第6話 放課後の教室。その二

 金曜日の放課後——


「失礼します」


 僕は頭を下げて職員室を出た。そして手に持っている数学のプリント十枚をパラパラとめくる。


 僕は今日の数学の抜き打ちテストでやらかした。問題の十問は全問正解で百点だったけど、名前を書き忘れてゼロ点。
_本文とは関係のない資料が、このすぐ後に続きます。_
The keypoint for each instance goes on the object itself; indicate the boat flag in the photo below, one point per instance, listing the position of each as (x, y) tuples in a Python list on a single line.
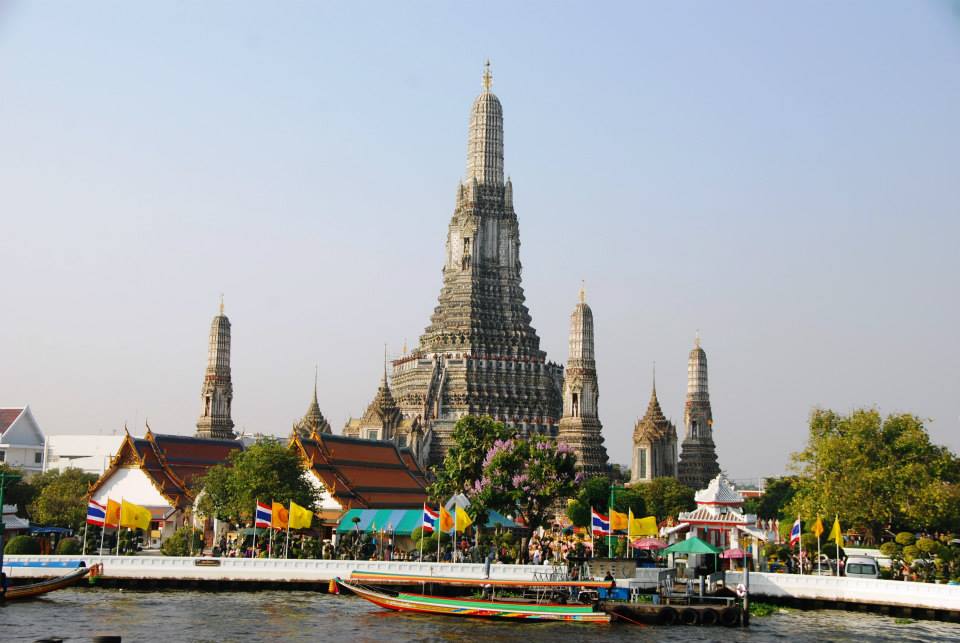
[(795, 533), (134, 516), (263, 517), (835, 534), (96, 513), (279, 516), (430, 518), (463, 520), (112, 517), (300, 517), (446, 520), (599, 524)]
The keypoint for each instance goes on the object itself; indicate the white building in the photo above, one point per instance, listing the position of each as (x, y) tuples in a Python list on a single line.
[(21, 440), (91, 453)]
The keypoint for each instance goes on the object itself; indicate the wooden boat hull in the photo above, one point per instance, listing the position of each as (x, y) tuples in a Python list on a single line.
[(421, 604), (21, 592)]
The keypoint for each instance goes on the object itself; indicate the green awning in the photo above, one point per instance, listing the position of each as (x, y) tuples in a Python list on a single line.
[(401, 522), (692, 546)]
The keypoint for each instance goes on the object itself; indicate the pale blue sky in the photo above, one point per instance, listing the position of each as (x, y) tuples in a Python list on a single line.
[(784, 177)]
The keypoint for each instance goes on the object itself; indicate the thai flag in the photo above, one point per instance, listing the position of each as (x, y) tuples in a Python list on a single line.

 宿題提出は週明けの月曜日提出。まぁ余裕だね。このくらいなら今日中に終わるね。


 ルカちゃんは八問正解の八十点だった。昨日の勉強が役に立ってよかった。


 ◇◆◇


 僕はルカちゃんの待つ放課後の教室へ戻った。戻ると廊下から教室を覗く一人の男子生徒。クラスメイトだ。


「何やってるの?」


 僕が教室を覗いている男子に声をかけると、僕を見て慌てていた。


 不思議に思い教室を覗く。教室にはルカちゃんともう一人いた。クラスメイトの坊主頭の男子だ。


「ルカちゃん、小学生の頃から好きでした。付き合って下さい!」


 坊主頭の男子がルカちゃんに告白していた。え? マジですか!


 僕とルカちゃんは付き合っている。恋人だ。それを知っているのは僕達と仲の良い数人の友達だけ。


 それ以外の人は、僕とルカちゃんはいつもじゃれあっているめっちゃ仲の良い幼馴染と思われている。


「ごめんなさい。太郎君とは付き合えないです」


 ルカちゃんは坊主頭の太郎君の告白を即答で断った。


「ルカちゃんは隼人とは付き合っていないんでしょ? だったらお試しで一週間、俺と付き合ってみない? それから判断してよ」


 お試しってなに? 即答で断られたら引き下がりなよ。女々しいよ?


「隼人とは付き合って——」


「付き合ってないよね? なら、俺にも可能性あるよね? いいじゃん。お試しなんだしさっ。俺の良さが分かるよ」


 ルカちゃんの話を遮り、自分勝手に話を進めて行くクラスメイトの坊主頭の太郎君。


 太郎君は野球部の次期キャプテンでエースで四番を任されることが確定のスゴい人。


「だから、ルカは——」


「俺ってさ、将来有望なんだよね。プロに行こうと思ってるし、メジャーにも挑戦予定なんだよ。甲子園にも連れてくからさっ」


 ……坊主頭の太郎君。ドヤ顔してるけど、それは予定で自慢することではないよね?


 僕の隣にいる男子を見ると、『脳筋バカ』とボソリと呟いて頭を抱えていた。


 僕は入るタイミングを失っていたけど、困っているルカちゃんを助けるため教室に入った。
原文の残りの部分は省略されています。